Elizabeth nodded. “One can’t go wrong with French food, can one?”
It was at times like this that I had to stop myself from grinning. I, who had grown up in a peasant’s cottage, who had lived on potatoes and turnips and the occasional bit of mutton in a stew when we were lucky, was now living among people who thought that coq au vin constituted a simple meal. I wondered if there would ever be a day when I took this life for granted.
“The table’s laid, so why don’t you go through and I’ll serve,” Sid said. “If you’d be good enough to carry the wine, Molly. It has been near the stove so I’m sure we must have chambre-ed it sufficiently.”
I carried the wine bottle and soon we were eating the most delicious chicken, which was cooked so tenderly that it absolutely fell from the bone. There was crusty bread from the French bakery around the corner on Greenwich Avenue to accompany it and afterward that big bowl of figs, dates, and nuts, with a dessert wine.
Sated and a little tipsy, I made my way home, having promised to keep them all apprised of the fortunes of the girl we rescued from the snow. I desperately wanted to know how she was faring and was annoyed that Daniel hadn’t appeared all day. I wondered if he had had second thoughts about working for me, or was angry with me for forcing him into a situation not of his choosing. Then I told myself I was being too sensitive. I had offered him a job. He could have turned it down if it wasn’t to his liking. Maybe something important had come up this morning. Maybe he had been summoned to police headquarters or even to the commissioner’s office. Whatever the cause, I was determined to visit that hospital with or without him before I went to the theater at four.

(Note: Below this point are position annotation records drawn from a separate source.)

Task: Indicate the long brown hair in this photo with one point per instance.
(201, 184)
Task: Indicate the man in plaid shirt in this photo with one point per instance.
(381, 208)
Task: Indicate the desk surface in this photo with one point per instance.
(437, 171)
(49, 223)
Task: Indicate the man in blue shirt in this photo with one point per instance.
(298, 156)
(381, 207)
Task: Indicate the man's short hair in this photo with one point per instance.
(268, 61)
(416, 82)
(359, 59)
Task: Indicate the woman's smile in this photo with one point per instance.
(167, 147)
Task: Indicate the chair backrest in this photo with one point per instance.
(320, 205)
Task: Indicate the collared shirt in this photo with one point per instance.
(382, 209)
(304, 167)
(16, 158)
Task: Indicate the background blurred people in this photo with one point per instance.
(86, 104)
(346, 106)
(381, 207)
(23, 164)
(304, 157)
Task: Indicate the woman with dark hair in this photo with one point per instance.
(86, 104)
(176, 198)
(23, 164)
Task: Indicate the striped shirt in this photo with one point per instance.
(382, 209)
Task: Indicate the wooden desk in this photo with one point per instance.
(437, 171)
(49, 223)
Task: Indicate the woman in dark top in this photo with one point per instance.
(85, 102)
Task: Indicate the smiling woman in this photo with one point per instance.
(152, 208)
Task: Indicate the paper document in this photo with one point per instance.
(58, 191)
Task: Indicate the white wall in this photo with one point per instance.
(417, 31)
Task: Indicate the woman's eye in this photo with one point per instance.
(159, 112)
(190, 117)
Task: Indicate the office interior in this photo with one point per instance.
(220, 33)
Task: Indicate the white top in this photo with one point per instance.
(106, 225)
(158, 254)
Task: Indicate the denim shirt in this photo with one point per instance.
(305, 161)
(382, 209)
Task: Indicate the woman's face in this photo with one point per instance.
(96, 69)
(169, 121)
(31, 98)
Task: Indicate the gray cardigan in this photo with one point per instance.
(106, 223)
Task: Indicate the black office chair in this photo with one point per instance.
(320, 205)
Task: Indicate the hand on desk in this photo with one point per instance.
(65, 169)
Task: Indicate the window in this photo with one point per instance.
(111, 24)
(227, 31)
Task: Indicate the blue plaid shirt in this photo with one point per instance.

I hurried to dress in my business suit and was just on my way out when I bumped into Daniel, trudging through the deep snow up Patchin Place.
“Well, here you are at last,” I said. “I’ve been waiting for you all day. I was about to dismiss you as an unreliable employee.”

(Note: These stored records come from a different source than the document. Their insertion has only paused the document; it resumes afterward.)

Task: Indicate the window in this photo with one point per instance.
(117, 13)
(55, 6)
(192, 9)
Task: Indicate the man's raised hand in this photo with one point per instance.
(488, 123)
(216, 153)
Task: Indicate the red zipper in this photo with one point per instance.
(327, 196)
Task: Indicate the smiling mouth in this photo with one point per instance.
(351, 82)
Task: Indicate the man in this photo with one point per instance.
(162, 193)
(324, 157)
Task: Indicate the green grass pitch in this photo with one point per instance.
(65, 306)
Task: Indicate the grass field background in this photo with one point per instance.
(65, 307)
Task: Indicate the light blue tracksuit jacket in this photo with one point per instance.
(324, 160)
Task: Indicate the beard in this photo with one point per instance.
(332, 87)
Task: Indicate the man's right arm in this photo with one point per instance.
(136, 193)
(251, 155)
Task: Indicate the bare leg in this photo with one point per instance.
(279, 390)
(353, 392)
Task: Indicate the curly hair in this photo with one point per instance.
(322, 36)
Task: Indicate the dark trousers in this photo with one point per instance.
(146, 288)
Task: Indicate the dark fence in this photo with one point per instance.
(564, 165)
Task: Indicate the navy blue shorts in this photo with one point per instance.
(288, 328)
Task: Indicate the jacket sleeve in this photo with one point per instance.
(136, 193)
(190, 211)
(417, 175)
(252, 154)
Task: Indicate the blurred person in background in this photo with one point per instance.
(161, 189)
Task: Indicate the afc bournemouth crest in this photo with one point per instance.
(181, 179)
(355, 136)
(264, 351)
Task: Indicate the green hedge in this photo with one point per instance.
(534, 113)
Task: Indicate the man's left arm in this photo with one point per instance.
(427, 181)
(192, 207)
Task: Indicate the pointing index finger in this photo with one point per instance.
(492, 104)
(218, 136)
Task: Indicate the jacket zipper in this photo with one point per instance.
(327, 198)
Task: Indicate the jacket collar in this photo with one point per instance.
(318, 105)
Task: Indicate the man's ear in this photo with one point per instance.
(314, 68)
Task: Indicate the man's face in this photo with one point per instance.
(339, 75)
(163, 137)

“Don’t joke, Molly,” he said.
“Why, what’s wrong?”
“I think I might have caught pneumonia,” he said, holding a thick woolen scarf over his mouth.

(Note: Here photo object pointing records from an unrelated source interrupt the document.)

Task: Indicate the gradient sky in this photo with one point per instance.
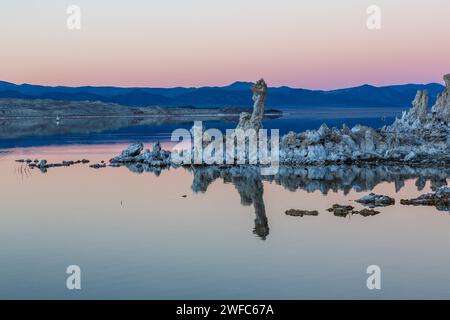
(318, 44)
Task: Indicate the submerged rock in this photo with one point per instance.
(340, 210)
(133, 155)
(366, 212)
(301, 213)
(374, 200)
(98, 165)
(440, 199)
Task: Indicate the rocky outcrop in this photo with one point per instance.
(366, 212)
(301, 213)
(375, 200)
(254, 120)
(439, 199)
(135, 154)
(340, 210)
(416, 137)
(441, 109)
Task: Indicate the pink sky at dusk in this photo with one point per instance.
(311, 44)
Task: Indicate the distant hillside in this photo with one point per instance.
(237, 94)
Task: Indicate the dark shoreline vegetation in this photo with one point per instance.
(34, 118)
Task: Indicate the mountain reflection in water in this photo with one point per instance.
(249, 182)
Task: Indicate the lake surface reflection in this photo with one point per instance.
(202, 233)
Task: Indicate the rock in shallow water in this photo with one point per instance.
(374, 200)
(440, 199)
(340, 210)
(133, 154)
(301, 213)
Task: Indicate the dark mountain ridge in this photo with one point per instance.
(237, 94)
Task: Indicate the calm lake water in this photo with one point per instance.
(134, 235)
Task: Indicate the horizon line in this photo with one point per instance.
(216, 86)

“Oh no. You’re sick, are you? Come into the house and I’ll make you a cup of tea or something. Then we’ll get you home to bed.”
“That’s the best invitation I’ve had in a long while,” said the voice from inside the scarf.
“Not that sick then,” I replied dryly, and shoved him into the house. “Here, let me feel your forehead.” I put my hand up to touch it. It was freezing cold. I tried his cheeks. Equally cold. “No fever,” I said. “So it’s not pneumonia.”
“It could well turn into pneumonia,” he said peevishly and slumped at the kitchen table. “I got thoroughly chilled to the marrow working on your damned case last night. Do you know that that Roth fellow stayed out until two A.M?”
“Jesus, Mary, and Joseph—then he’s not the paragon we thought he was after all.”
“I didn’t say he was doing anything sinful all that time,” Daniel said, unwrapping the scarf as he spoke. “He was at Delmonico’s, with friends. All young men like himself. But they talked and talked and they were the last to leave. The waiters practically had to throw them out in the end.”
“He was drunk, then?”
“Not in the least. They only had a couple of bottles of wine all evening.”
“So nothing detrimental to report?”
“Yes. That I was frozen to the marrow and this morning my throat was distinctly scratchy. So I stayed in bed all morning as a precaution and got Mrs. O’Shea to make me hot chamomile tea and broth.”
“Oh, you poor dear man.” I laid on the sarcasm so thickly that he got the message.
“Better to be safe than sorry,” he said. “You’re going to have to treat your employees better than this if you want them to stay, Miss Murphy.”
“I spent one evening following Mr. Roth dressed only in rags, remember?”
“Yes, but you were home before ten. I was out until two,” Daniel said.